Oleh : Addini Rahmah S.Sos (Pemerhati Sosial)
Tidak terasa sebentar lagi pemilihan presiden 2024, setiap calon presiden sibuk melakukan manuver politiknya untuk mencari pasangan yang mereka gandeng untuk maju ke pemilihan presiden. Seperti yang dilakukan salah satu calon, yaitu dengan memberikan sinyal untuk bisa bekerja sama dengan saling memberikan kunjungan. Dalam pemilihan presiden 2024 yang secara terbuka disampaikan oleh Ketua Umum Partai Gerinda Prabowo saat menerima kunjungan Ketua DPP PDI Perjuangan (PDI-P) Puan Maharani, yang keduanya menyatakan akan terus membangun komunikasi politik. Arahnya berupaya mencari kesepakatan dalam kontestasi politik yang mereka akan bangun saat sepakat saling bergandengan maju dalam Pilpres 2024.(Kompas.com,05/09/ 2022).

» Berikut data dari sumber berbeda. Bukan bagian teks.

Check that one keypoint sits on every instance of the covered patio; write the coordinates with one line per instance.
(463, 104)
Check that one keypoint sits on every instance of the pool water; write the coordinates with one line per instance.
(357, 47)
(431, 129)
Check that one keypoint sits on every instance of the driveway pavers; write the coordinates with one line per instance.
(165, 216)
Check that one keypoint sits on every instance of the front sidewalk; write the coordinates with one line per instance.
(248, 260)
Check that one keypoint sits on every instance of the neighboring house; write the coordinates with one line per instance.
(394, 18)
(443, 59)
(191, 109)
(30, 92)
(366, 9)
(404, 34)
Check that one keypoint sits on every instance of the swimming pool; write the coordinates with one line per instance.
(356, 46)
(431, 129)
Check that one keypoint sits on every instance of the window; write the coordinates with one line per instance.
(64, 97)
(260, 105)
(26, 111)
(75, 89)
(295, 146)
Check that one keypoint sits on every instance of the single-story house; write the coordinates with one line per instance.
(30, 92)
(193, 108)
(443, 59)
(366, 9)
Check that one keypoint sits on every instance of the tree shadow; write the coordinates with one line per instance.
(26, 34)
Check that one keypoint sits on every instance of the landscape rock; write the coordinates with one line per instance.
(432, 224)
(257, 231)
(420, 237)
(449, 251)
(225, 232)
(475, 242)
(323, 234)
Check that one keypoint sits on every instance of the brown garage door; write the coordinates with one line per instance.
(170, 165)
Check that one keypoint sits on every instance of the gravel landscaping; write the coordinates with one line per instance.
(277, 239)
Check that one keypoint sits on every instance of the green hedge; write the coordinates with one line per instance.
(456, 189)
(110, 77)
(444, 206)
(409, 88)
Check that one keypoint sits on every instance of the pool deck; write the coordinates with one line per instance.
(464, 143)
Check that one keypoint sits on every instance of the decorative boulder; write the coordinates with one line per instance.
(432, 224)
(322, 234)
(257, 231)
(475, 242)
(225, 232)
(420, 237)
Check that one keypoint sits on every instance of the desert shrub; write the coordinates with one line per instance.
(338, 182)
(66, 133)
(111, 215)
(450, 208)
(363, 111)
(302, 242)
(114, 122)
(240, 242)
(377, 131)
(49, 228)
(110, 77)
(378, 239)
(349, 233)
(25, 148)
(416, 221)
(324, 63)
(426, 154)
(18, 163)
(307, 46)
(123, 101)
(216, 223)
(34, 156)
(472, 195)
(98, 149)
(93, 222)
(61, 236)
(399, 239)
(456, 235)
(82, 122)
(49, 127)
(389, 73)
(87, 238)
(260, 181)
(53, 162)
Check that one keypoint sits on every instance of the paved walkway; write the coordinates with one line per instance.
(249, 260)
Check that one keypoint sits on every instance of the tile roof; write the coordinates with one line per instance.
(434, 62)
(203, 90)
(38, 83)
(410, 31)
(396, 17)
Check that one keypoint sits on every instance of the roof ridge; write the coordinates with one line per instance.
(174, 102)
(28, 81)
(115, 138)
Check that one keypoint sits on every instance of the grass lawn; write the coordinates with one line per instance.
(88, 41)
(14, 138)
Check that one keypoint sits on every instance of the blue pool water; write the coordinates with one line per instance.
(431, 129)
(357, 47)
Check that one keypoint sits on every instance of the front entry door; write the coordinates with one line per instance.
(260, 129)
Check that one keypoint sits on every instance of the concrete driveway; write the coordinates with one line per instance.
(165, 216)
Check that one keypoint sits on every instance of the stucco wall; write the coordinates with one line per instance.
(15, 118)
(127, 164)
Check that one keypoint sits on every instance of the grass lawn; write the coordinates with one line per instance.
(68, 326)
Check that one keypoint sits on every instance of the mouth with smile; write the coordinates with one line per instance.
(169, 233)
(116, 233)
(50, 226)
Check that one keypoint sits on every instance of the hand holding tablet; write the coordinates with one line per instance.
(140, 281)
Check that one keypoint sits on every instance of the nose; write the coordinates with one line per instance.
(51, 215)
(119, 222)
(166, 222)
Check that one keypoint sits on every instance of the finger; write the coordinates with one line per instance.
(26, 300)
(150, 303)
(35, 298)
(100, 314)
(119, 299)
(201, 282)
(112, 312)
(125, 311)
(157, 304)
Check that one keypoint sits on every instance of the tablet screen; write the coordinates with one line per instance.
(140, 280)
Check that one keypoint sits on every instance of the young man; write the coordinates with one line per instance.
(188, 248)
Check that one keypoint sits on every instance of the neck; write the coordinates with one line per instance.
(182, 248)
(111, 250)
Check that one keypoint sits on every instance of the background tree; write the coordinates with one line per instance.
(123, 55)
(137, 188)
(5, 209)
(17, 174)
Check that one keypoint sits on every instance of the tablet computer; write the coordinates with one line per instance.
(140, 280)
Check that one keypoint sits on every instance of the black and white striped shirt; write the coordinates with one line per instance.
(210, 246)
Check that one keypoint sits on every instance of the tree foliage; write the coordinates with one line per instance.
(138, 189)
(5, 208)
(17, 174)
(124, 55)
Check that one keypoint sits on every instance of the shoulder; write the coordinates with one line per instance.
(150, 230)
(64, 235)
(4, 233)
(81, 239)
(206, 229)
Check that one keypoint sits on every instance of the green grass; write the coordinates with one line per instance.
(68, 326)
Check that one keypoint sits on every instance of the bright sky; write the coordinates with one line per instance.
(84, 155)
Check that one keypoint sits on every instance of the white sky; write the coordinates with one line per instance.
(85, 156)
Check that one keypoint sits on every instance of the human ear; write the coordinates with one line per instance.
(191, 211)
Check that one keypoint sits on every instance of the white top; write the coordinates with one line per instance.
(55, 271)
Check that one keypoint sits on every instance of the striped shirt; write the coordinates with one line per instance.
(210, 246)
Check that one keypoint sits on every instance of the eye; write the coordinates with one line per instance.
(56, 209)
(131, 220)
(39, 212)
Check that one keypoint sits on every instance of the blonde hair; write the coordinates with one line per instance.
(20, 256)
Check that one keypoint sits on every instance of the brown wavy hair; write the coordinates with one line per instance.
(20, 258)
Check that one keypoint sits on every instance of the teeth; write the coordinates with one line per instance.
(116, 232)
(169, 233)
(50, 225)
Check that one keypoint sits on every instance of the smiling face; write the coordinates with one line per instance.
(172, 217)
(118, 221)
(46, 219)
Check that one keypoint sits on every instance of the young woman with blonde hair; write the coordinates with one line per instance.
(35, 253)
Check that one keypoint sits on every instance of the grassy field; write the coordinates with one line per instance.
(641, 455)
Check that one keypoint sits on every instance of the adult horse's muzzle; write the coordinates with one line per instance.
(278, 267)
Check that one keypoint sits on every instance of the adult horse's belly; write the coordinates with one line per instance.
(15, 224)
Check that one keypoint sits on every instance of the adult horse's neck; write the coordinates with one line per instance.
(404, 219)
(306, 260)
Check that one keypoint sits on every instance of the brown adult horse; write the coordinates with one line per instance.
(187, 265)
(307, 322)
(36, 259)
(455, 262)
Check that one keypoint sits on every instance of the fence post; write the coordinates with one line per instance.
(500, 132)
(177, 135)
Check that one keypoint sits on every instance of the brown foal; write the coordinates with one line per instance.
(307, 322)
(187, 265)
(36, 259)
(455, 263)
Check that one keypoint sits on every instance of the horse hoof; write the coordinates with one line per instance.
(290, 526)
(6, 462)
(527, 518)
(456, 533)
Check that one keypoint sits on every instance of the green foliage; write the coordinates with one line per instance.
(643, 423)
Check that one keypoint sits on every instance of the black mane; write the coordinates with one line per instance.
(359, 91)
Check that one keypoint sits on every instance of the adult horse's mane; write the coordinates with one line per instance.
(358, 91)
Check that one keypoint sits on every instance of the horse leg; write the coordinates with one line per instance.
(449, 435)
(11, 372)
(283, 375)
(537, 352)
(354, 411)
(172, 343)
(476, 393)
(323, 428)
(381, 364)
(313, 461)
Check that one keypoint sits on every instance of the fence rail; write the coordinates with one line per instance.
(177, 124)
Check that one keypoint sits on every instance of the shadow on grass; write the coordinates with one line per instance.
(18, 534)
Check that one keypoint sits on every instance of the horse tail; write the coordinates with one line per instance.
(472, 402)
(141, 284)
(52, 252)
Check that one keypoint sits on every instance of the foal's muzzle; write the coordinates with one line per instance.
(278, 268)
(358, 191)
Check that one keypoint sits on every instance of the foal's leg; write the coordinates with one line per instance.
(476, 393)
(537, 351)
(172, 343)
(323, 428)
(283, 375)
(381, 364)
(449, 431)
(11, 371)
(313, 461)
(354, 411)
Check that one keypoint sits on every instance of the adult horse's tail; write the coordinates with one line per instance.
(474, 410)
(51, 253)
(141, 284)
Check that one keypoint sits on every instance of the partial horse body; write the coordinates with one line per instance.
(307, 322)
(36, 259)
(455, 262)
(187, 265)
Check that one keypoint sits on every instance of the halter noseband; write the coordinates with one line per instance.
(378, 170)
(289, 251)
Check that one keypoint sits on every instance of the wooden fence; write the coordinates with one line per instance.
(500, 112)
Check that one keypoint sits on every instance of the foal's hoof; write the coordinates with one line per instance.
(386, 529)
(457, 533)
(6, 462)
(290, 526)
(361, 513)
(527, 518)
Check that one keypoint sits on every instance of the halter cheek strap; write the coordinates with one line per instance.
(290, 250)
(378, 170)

Melihat begitu gencarnya para calon presiden untuk saling mendapatkan pasangan yang akan mereka gandeng maju dalam Pilpres sangat bertolak belakang dengan kondisi sekarang dimana rakyat sedang terzolimi, dengan naiknya harga BBM. Seharusnya mereka gencar untuk menolak kenaikan harga BBM dengan menyuarakannya ditengah-tengah masyarakat karena kebijakan menaikan harga BBM yang jelas itu akan menzolimi rakyat, tapi mereka malah asik mendiskusikan arah politik partai mereka kedepan. Padahal mereka adalah para petinggi negara dan ketua wakil rakyat.
Dimana kondisi rakyat yang sedang kelimpungan mengatasi dampak domino kenaikan BBM, malah para petinggi negara termasuk ketua wakil rakyat malah sibuk mematut diri mencari pasangan kontestasi. Juga memake up diri agar nampak layak kembali mendapat kepecayaan rakyat. Melihat ini sepatutnya rakyat sadar, bahwa kondisi demikian adalah watak asli sistem demokrasi yang hanya melahirkan sosok pengabdi kursi bukan pelayan rakyat yang merasakan penderitaan mereka.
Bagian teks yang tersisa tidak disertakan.